We’re interested in replacing our current KV-store (https://github.com/syndtr/goleveldb) with Badger. The use case would be to persist a local cache of Key-Values persisted in Kafka. Each partition of Kafka is stored in a separate DB, so we have 20 Badger databases per service. The message rates vary a lot. If we start our service without the local cache and we have to recover it from Kafka, we are currently able to load around 6500 msg/s into a single DB (out of the 20) while during normal operation it could be around 100 msg/s. During the recovery we do not call PurgeOlderVersions() nor RunValueLogGC(0.5). After the recovery is finished, we start calling these after a specified number of transactions. However, after the recovery is finished and we start calling the clean up functions, our RAM usage shoots up from 500-1000MB to 29GB before the program is OOM killed.
Here are some specific open questions we have:
- Why does the the RAM shoot up so high once we start doing clean up?
- Should the clean up functions be called after every transaction? RunValueLogGC() only cleans up maximum of one log file, so I am not sure what is the correct interval to call it.
- What is the formula to precisely calculate Badger’s RAM usage?
- How exactly do the different FileLoadingModes work? As I’ve understood, Badger keeps the LSM tree containing the keys in memory at all times. Do the FIleLoadingModes then only affect ValueLog segments?

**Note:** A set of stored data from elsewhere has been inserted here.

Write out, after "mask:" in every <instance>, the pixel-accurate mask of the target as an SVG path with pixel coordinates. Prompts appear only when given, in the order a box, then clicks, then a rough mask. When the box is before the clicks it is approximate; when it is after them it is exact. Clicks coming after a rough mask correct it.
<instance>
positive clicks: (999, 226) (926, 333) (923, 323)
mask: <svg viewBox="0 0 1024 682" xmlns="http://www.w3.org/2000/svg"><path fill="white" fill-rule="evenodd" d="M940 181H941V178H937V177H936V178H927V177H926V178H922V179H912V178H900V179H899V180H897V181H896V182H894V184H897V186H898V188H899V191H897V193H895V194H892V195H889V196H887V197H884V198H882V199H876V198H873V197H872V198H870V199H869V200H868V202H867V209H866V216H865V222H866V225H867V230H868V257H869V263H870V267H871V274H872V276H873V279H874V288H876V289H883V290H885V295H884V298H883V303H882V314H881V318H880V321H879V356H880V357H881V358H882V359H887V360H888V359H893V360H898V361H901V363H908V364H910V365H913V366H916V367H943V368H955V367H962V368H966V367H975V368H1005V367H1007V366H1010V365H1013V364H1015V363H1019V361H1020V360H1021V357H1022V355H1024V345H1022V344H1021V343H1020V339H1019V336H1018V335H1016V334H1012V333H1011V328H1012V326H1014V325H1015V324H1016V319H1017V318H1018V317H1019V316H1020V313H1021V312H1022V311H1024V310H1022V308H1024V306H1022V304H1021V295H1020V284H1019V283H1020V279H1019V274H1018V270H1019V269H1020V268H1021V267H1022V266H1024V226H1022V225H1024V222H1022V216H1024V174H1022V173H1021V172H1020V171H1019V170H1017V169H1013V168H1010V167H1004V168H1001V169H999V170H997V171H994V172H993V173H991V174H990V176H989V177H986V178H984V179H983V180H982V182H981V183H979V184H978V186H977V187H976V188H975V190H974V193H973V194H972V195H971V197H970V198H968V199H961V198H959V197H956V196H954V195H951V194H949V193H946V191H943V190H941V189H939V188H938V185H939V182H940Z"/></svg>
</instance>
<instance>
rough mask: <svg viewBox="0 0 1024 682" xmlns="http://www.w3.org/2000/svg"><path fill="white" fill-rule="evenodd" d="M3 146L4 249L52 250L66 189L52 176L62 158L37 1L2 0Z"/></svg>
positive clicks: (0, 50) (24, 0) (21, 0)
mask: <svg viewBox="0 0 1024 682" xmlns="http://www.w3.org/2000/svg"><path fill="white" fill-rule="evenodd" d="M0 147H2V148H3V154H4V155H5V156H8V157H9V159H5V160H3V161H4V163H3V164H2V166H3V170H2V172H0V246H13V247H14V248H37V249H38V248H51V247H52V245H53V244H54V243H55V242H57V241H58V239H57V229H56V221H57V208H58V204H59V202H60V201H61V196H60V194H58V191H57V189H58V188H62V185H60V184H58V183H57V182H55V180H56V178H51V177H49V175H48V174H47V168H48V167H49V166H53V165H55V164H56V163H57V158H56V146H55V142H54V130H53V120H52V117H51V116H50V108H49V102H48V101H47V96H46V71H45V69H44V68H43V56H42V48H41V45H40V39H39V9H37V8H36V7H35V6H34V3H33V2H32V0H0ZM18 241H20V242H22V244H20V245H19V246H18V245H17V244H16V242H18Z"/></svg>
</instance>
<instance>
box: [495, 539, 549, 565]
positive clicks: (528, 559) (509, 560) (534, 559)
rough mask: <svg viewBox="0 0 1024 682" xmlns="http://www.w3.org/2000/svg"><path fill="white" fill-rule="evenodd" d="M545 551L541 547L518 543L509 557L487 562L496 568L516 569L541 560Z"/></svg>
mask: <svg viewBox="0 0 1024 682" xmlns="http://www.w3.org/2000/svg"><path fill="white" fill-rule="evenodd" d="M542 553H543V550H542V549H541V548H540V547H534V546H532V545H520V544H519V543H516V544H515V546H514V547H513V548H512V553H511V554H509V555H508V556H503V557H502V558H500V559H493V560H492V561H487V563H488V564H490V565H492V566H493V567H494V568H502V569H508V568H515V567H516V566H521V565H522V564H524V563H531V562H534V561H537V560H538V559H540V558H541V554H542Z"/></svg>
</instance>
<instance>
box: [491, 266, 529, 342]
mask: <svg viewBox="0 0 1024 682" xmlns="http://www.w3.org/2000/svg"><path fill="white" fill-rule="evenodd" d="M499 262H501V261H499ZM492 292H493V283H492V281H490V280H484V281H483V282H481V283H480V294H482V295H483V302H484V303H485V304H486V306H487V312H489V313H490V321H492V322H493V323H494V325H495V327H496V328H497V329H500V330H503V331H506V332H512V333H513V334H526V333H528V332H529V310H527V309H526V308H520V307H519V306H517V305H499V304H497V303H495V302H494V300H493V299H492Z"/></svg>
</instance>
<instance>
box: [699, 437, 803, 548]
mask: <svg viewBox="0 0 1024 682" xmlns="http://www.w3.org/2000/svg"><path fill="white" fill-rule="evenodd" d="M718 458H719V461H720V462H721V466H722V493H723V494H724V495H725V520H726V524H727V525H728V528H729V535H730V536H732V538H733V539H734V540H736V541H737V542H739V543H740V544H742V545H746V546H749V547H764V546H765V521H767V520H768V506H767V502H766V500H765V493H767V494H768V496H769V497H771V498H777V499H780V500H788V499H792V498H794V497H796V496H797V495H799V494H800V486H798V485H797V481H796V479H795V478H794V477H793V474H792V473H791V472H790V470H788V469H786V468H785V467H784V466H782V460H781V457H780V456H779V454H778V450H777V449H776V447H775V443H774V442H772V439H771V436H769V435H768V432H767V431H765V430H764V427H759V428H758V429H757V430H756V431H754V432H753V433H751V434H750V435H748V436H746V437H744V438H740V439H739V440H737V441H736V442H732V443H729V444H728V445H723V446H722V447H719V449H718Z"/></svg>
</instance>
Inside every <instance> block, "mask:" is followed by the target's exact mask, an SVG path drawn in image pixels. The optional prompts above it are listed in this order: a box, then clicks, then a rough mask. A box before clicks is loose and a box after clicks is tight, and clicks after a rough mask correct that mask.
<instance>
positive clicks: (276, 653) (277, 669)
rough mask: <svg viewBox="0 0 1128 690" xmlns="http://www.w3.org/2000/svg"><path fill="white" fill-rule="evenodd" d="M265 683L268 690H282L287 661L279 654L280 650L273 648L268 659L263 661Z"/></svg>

- How can we further speed up from the default settings? Currently goleveldb is able to recover about 20MBps while Badger is hovering around 15MBps. Goleveldb does this while consuming maximum of 700MB RAM. Our keys are 22 bytes and our values are generally around 200 bytes.
Is there documentation on how the different configuration options work and affect performance, mainly execution speed and memory usage?